Let X be the smallest value obtained when k numbers are randomly chosen from the set 1,...,n. Find E[X] by interpreting X as a negative hypergeometric random variable.
This is Self Test Exercise 7.7 of Sheldon's A First Course in Probability.
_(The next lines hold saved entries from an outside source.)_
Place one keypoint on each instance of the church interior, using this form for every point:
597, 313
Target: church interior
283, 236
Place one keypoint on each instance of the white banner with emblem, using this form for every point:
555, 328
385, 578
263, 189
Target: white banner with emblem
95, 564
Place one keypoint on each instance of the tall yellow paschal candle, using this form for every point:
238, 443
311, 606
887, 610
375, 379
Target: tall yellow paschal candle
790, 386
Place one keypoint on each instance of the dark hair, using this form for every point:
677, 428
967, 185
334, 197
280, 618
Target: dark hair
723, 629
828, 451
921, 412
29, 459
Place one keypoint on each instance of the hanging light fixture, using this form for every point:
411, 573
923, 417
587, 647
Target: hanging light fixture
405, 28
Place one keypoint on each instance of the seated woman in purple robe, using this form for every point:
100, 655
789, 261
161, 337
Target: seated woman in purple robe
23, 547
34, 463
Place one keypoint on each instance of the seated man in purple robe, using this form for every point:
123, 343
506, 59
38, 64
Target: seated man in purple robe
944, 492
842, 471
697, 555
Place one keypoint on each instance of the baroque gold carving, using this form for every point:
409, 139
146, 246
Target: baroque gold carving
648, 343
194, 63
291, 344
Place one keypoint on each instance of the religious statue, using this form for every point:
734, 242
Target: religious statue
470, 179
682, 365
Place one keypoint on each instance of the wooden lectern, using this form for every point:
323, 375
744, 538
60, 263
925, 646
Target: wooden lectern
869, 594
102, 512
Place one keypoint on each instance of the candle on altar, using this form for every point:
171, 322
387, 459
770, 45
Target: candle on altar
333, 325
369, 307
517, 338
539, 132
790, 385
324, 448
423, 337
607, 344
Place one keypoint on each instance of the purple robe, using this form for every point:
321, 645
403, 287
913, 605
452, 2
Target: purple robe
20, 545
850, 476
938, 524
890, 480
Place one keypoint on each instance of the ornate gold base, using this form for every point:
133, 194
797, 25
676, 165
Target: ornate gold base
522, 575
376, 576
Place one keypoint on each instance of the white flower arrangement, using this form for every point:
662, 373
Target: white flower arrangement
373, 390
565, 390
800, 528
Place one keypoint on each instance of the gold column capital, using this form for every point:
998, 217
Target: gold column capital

The way I approached this is to first consider (for example) P(X = 1). Using the suggestion to take X as a negative hypergeometric random variable, we have
$$P(X = 1) = \frac{\binom{1}{1}\binom{n - 1}{k - 1}}{\binom{n}{k}}$$
My idea was that we have one element 1 and the rest $k - 1$ elements from ... the remaining $n - 1$ elements. Similarly, for $P(X = 2)$, we have one way of getting the minimum element $2$, and $\binom{n - 2}{k - 1}$ ways of getting the other elements (well, except 1).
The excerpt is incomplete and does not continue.